In his post-budget presentation in the House, Gaskin disclosed that up to November this year the Bureau had been instrumental in facilitating training for 948 operators in sectors that include cosmetology, soap manufacturing and sustainable forestry. Additionally, the Bureau had played an important role in supporting 387 displaced  GUYSUCO workers with training in areas that include plumbing, transitioning to farming, catering, sewing and the preparation of loan and grant applications.

Next year, Gaskin told the National Assembly, the agenda of the SBB will include the continuation of its ‘lead role” in the business incubator programme and a total of $40 million has been allocated for providing furniture and equipment for the two incubators that will become operational next year.

Also critical to the work of the Bureau next year will be its role in building capacity among local small businesses seeking to sign on to government’s 20% contract allocation programme. In Parliament on Monday Gaskin said that the SBB’s role in this regard will include “basic training for managing and operating business” as well as ‘sector-specific training including green agro-processing, green agricultural practices and the use of green technologies.” Government has allocated $18 million for these types of training next year and is seeking to train 660 persons over the period.

At the end of October this year the SBB’s Micro and Small Business Development Programme, a critical component of its programme for small business financial support came to an end and Gaskin announced that the allocation of $100 million to the Small Business Development Fund for 2019 “to ensure that loan guarantees and grants continue uninterrupted until the second phase of the Norway-funded Micro and Small Enterprise Development Programme comes on stream”.

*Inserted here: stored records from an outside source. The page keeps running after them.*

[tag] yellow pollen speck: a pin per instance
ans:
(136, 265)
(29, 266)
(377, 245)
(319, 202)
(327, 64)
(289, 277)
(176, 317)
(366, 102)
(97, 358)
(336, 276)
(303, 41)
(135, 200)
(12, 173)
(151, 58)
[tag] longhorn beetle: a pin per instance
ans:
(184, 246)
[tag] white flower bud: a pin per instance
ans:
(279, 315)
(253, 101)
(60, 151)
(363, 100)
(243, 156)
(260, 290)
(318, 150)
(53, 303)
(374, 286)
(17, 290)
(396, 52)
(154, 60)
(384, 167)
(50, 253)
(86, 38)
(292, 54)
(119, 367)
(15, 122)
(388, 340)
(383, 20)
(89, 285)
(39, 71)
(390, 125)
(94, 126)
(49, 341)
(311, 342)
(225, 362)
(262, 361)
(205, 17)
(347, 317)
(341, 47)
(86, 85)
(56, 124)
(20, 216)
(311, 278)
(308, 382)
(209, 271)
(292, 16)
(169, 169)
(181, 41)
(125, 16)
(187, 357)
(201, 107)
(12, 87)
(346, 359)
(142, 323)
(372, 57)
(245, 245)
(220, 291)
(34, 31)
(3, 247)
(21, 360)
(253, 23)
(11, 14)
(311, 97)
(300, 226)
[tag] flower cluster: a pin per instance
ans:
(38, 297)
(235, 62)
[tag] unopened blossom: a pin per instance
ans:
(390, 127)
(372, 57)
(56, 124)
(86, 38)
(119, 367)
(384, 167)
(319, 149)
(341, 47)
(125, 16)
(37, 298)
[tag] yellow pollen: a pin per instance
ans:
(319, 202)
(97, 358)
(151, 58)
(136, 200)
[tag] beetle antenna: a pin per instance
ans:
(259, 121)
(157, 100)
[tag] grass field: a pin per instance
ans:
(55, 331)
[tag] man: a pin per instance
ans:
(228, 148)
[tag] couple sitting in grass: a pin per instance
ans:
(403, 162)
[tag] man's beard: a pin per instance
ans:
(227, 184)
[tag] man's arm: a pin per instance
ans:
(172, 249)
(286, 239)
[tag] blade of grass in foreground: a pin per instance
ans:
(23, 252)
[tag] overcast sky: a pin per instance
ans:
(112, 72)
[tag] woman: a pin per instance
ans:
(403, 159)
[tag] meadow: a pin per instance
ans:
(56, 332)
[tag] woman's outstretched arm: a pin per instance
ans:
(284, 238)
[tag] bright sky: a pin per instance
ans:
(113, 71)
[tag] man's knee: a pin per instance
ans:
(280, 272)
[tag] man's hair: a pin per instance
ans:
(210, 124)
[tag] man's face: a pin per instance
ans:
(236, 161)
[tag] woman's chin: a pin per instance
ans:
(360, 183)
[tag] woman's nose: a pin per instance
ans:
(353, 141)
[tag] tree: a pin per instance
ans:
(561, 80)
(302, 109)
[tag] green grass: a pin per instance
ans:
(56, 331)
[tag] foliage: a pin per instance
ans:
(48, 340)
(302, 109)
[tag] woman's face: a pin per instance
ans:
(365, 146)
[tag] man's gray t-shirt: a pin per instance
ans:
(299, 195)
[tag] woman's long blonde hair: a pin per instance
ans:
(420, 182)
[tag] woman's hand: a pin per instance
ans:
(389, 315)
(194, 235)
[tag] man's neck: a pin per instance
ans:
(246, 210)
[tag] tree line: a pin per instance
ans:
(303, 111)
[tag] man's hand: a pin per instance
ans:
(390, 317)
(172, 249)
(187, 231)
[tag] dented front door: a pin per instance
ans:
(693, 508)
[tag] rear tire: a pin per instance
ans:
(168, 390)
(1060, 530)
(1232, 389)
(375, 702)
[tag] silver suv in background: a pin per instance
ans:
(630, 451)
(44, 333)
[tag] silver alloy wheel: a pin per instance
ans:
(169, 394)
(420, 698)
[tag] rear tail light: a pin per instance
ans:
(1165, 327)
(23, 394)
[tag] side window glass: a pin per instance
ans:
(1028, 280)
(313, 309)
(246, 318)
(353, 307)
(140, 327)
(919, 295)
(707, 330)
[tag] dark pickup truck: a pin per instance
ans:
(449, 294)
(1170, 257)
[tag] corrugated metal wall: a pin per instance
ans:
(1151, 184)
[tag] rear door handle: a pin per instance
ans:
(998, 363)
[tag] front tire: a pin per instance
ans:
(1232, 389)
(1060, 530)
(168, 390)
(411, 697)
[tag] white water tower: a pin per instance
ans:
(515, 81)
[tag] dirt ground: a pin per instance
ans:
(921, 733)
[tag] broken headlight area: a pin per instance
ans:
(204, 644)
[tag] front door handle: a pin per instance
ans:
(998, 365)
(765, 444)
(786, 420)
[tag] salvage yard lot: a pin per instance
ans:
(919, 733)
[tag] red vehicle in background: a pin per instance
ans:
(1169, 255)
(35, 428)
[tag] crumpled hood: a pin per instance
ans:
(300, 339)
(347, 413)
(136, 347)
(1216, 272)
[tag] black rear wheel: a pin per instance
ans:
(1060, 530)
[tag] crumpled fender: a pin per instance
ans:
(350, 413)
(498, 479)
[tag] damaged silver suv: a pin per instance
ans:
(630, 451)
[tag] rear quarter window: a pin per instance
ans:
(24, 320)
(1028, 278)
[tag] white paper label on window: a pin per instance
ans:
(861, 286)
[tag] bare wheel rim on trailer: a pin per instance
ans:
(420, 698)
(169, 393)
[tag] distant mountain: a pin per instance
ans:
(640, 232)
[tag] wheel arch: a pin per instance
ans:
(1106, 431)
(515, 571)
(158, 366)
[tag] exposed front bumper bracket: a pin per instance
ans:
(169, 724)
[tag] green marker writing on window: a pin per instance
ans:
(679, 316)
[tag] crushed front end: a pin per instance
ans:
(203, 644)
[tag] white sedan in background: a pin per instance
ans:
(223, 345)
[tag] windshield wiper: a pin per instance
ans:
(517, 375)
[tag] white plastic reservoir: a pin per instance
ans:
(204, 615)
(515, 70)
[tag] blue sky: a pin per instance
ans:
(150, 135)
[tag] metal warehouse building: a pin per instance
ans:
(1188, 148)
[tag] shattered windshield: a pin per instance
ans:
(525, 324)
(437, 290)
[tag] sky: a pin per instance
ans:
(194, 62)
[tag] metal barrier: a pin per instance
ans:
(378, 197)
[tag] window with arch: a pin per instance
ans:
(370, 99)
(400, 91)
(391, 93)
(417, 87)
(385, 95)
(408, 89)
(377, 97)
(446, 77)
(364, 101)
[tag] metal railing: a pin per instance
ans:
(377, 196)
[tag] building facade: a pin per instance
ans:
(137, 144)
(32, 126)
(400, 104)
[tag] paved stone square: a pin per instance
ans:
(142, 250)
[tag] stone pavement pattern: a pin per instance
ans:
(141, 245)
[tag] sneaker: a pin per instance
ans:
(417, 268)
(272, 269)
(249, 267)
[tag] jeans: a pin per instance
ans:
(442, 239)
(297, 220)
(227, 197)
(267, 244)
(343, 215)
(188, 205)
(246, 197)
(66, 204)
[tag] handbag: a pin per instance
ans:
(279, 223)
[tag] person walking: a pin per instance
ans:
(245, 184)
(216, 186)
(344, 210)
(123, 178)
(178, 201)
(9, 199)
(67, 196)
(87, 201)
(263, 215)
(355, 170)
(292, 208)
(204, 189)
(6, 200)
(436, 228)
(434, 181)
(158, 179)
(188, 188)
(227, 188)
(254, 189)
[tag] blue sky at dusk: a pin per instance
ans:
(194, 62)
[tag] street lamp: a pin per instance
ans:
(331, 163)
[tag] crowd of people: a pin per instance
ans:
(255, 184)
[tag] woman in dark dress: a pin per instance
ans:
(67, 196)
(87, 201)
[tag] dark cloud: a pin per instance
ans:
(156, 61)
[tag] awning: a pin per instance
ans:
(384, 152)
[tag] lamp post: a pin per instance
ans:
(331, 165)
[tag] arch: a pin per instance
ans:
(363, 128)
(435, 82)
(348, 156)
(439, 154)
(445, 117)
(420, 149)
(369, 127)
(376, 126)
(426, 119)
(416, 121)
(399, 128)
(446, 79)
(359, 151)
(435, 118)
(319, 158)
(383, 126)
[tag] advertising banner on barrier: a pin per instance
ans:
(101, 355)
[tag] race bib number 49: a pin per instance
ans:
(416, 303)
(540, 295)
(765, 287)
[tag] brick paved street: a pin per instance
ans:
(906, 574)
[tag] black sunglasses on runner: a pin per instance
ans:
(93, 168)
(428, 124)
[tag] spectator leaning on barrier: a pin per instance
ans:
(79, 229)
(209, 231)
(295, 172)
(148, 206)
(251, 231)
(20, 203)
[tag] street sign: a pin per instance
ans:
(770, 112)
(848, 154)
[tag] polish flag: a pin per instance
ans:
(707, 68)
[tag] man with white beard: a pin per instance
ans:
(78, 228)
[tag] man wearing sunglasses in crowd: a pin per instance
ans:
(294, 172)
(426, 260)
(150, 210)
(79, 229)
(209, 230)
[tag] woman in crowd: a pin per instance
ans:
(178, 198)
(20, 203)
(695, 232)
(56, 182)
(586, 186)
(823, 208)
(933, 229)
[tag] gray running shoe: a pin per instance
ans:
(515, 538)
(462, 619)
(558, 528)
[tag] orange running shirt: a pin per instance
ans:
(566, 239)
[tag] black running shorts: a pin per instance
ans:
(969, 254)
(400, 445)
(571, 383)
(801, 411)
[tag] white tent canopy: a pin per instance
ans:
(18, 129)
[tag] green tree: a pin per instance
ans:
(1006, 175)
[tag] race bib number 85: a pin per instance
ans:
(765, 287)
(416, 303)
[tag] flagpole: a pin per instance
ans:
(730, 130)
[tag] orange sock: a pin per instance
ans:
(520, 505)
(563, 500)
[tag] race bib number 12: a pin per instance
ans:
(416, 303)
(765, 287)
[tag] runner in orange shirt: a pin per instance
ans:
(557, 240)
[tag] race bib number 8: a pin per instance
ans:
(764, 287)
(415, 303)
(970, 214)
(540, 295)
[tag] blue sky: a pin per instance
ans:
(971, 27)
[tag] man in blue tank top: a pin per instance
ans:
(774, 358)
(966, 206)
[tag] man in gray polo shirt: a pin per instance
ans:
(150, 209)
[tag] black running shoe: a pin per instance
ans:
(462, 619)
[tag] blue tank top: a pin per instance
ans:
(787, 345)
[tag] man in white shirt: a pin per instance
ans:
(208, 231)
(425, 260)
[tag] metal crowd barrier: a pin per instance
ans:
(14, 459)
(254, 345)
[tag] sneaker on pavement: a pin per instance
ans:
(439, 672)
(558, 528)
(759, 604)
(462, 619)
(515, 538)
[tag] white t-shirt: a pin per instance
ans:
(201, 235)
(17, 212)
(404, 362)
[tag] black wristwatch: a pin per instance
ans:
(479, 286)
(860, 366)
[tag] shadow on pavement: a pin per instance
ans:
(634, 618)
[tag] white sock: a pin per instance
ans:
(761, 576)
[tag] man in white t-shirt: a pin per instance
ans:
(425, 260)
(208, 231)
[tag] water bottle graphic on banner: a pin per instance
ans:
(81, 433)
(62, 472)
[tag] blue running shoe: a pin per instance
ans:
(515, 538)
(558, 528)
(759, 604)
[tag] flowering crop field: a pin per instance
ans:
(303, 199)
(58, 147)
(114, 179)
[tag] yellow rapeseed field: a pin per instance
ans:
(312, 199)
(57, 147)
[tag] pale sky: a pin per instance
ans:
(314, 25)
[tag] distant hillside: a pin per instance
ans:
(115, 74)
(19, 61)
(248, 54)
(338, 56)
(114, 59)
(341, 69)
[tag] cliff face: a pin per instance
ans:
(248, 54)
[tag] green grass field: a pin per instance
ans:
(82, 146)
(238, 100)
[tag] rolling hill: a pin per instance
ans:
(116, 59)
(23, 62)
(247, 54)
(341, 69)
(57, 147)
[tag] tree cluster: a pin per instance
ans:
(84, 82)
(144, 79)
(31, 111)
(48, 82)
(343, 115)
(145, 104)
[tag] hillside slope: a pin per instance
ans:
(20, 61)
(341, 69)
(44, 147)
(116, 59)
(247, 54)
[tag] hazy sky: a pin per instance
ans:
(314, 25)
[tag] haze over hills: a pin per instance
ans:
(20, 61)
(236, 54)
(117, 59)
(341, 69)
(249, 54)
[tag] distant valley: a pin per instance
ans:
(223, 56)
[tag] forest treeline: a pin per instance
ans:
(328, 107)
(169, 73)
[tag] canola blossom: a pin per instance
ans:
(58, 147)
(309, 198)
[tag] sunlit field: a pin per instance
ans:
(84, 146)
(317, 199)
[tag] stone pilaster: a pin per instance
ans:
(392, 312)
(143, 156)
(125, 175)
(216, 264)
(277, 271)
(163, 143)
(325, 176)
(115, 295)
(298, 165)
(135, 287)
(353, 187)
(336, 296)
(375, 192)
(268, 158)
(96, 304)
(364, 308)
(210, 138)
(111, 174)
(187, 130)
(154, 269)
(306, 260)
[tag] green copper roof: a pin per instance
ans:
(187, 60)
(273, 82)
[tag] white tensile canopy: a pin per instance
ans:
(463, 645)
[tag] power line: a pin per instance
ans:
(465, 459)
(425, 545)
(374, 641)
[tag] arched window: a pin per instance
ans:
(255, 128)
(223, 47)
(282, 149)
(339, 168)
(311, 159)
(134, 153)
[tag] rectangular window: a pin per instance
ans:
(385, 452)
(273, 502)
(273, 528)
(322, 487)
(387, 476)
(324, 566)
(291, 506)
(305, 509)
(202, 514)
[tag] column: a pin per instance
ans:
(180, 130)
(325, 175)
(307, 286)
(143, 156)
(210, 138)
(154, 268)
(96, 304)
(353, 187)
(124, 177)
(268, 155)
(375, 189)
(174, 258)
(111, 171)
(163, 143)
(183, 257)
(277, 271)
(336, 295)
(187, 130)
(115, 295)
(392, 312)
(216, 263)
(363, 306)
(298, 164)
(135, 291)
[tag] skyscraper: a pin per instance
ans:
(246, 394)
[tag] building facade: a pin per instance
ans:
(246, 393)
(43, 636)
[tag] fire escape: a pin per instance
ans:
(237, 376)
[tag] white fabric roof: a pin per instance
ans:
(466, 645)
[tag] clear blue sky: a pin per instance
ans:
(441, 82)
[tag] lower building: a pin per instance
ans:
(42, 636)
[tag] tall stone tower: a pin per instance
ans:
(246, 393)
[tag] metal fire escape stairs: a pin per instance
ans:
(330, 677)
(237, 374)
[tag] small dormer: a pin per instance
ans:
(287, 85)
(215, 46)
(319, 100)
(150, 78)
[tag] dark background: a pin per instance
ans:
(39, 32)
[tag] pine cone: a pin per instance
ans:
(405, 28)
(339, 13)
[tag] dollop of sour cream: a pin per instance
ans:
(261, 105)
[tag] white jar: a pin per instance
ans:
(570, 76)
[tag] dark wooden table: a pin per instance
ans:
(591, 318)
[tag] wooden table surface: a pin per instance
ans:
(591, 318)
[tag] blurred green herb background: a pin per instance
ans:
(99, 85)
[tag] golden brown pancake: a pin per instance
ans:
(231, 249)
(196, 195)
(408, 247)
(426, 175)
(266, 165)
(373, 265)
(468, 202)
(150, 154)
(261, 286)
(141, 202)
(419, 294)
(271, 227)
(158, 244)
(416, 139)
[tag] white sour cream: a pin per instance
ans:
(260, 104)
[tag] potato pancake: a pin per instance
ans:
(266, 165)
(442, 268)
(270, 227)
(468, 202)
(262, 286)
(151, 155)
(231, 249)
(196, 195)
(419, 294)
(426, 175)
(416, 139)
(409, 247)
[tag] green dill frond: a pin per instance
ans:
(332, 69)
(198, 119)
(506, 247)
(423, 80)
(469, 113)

The work of the SBB with building a stronger small business infrastructure apart, this year, the Bureau will also be expected to consolidate work already done to help create a robust business culture in the country’s school system. Its efforts during this year saw the expansion of the In-school Entrepre-neurship Programme including the allocation of $5 million for grants of up to $30,000 each to allow for the pursuit of “real projects” related to their academic studies. A further $5 million has been allocated to providing grants for a similar number students next year.

Meanwhile Gaskin disclosed that next year the Bureau will be seeking to disburse the remaining six grants of $1 million each to six small businesses out of a $12 million Green Innovation Fund allocated for the pursuit of “green business projects.” An earlier allocation of $1 million was made to six similar projects last year.